Methods: One hundred and twenty-nine consecutive patients with the diagnosis of STEMI, who underwent primary PCI (n = 107) or rescue PCI (n = 22) from April 2012 to September 2013 were retrospectively included. In addition to early assessment of procedural consequences, the patients were followed-up to assess and compare long-term mortality and major adverse cardiovascular events.
Results: Comparing in-hospital consequences of the two rescue PCI and primary PCI procedures showed no significant differences in in-hospital mortality (9.5% vs. 3.7%, P = 0.255), total hospital stay (6.32 ± 2.24 days vs. 6.61 ± 3.43 days, P = 0.720) and also in early procedural complications.

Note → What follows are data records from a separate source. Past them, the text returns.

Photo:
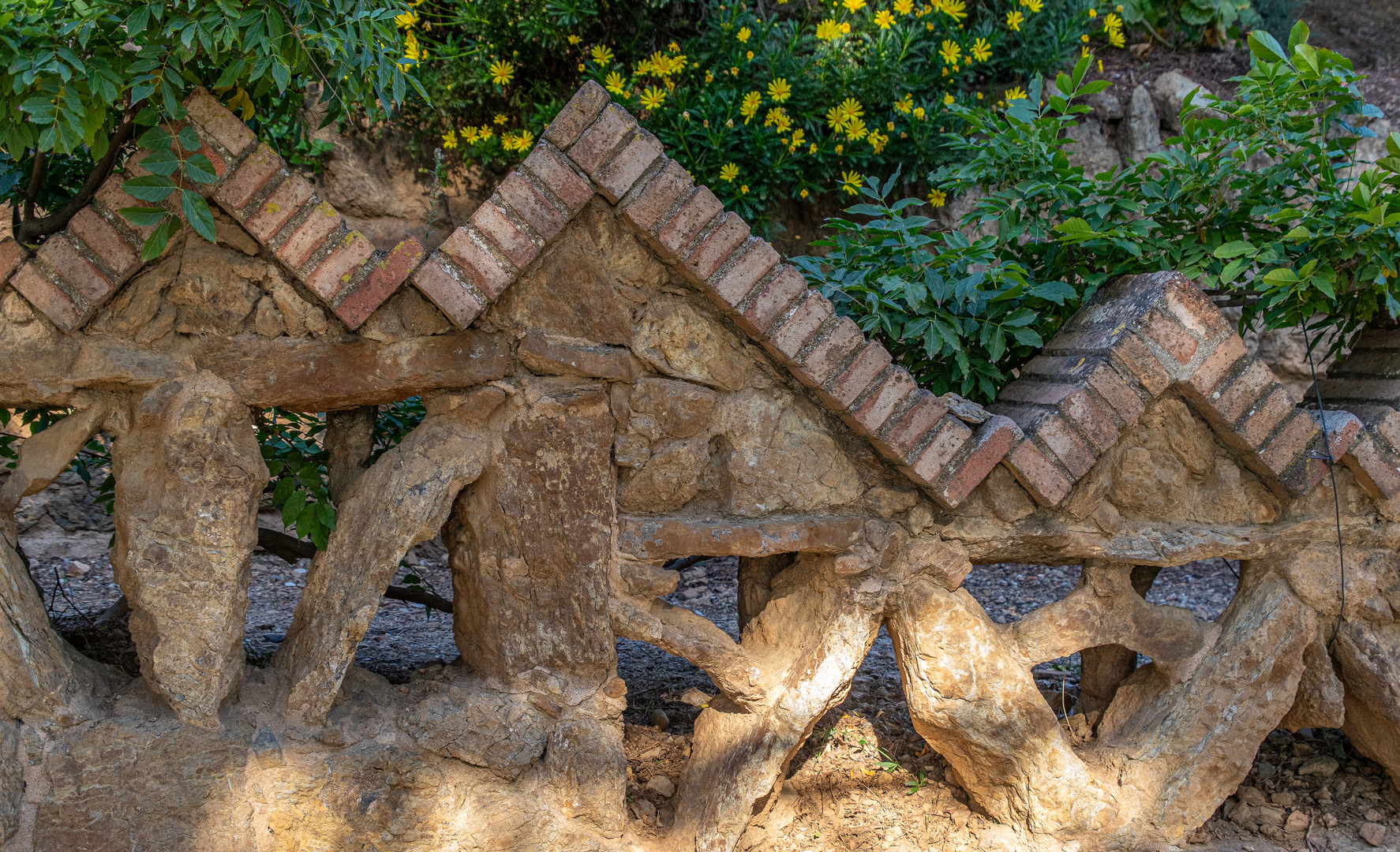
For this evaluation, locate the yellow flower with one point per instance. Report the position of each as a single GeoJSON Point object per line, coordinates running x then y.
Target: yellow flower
{"type": "Point", "coordinates": [749, 106]}
{"type": "Point", "coordinates": [828, 30]}
{"type": "Point", "coordinates": [653, 99]}
{"type": "Point", "coordinates": [501, 72]}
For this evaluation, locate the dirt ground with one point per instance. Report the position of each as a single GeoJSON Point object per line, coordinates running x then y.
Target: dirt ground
{"type": "Point", "coordinates": [864, 781]}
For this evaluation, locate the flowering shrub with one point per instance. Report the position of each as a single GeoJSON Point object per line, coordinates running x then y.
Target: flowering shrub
{"type": "Point", "coordinates": [1257, 200]}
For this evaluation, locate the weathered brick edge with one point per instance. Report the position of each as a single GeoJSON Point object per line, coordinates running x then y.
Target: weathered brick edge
{"type": "Point", "coordinates": [1132, 342]}
{"type": "Point", "coordinates": [1137, 338]}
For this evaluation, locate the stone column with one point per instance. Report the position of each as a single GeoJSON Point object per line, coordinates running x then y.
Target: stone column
{"type": "Point", "coordinates": [188, 479]}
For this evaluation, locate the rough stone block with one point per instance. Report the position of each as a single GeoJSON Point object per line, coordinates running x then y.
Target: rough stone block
{"type": "Point", "coordinates": [730, 287]}
{"type": "Point", "coordinates": [248, 179]}
{"type": "Point", "coordinates": [313, 234]}
{"type": "Point", "coordinates": [647, 211]}
{"type": "Point", "coordinates": [555, 174]}
{"type": "Point", "coordinates": [773, 301]}
{"type": "Point", "coordinates": [477, 263]}
{"type": "Point", "coordinates": [506, 235]}
{"type": "Point", "coordinates": [531, 204]}
{"type": "Point", "coordinates": [716, 248]}
{"type": "Point", "coordinates": [1036, 473]}
{"type": "Point", "coordinates": [619, 175]}
{"type": "Point", "coordinates": [278, 210]}
{"type": "Point", "coordinates": [219, 123]}
{"type": "Point", "coordinates": [48, 298]}
{"type": "Point", "coordinates": [577, 115]}
{"type": "Point", "coordinates": [439, 280]}
{"type": "Point", "coordinates": [602, 137]}
{"type": "Point", "coordinates": [107, 242]}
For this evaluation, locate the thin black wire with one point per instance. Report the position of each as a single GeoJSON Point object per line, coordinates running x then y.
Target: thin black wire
{"type": "Point", "coordinates": [1331, 470]}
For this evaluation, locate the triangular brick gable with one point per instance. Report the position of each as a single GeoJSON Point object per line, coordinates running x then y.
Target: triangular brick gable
{"type": "Point", "coordinates": [1133, 342]}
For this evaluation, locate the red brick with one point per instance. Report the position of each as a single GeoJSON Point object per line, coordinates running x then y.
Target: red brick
{"type": "Point", "coordinates": [1290, 443]}
{"type": "Point", "coordinates": [12, 255]}
{"type": "Point", "coordinates": [1076, 457]}
{"type": "Point", "coordinates": [324, 222]}
{"type": "Point", "coordinates": [989, 447]}
{"type": "Point", "coordinates": [513, 242]}
{"type": "Point", "coordinates": [576, 115]}
{"type": "Point", "coordinates": [875, 409]}
{"type": "Point", "coordinates": [278, 210]}
{"type": "Point", "coordinates": [812, 311]}
{"type": "Point", "coordinates": [716, 248]}
{"type": "Point", "coordinates": [441, 286]}
{"type": "Point", "coordinates": [1218, 365]}
{"type": "Point", "coordinates": [1039, 476]}
{"type": "Point", "coordinates": [1091, 420]}
{"type": "Point", "coordinates": [689, 222]}
{"type": "Point", "coordinates": [658, 196]}
{"type": "Point", "coordinates": [557, 177]}
{"type": "Point", "coordinates": [830, 353]}
{"type": "Point", "coordinates": [597, 144]}
{"type": "Point", "coordinates": [773, 302]}
{"type": "Point", "coordinates": [1376, 472]}
{"type": "Point", "coordinates": [1121, 401]}
{"type": "Point", "coordinates": [908, 432]}
{"type": "Point", "coordinates": [48, 298]}
{"type": "Point", "coordinates": [335, 271]}
{"type": "Point", "coordinates": [477, 263]}
{"type": "Point", "coordinates": [105, 242]}
{"type": "Point", "coordinates": [381, 283]}
{"type": "Point", "coordinates": [619, 175]}
{"type": "Point", "coordinates": [846, 388]}
{"type": "Point", "coordinates": [86, 278]}
{"type": "Point", "coordinates": [531, 204]}
{"type": "Point", "coordinates": [219, 122]}
{"type": "Point", "coordinates": [951, 437]}
{"type": "Point", "coordinates": [1231, 402]}
{"type": "Point", "coordinates": [732, 286]}
{"type": "Point", "coordinates": [248, 179]}
{"type": "Point", "coordinates": [1264, 416]}
{"type": "Point", "coordinates": [1141, 364]}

Long-term death was found only in 1.9% of patients in the primary group and none of the patients in the rescue group (P = 0.999). There was also no difference in the prevalence of late stent thrombosis between the two groups. However, the in-hospital Left Ventricular Ejection Fraction (LVEF) was lower in the rescue PCI group vs. primary PCI group (36.82 ± 11.19 vs. 43.48 ± 9.14, P = 0.014), but after six months, LVEF was similar between the two groups (41.05 ± 9.57 vs. 44.29 ± 10.35, P = 0.082).
Conclusions: Our study showed no difference in early and late procedural outcome between the primary and rescue PCI techniques in STEMI patients, but LVEF had better improvement in the rescue PCI group.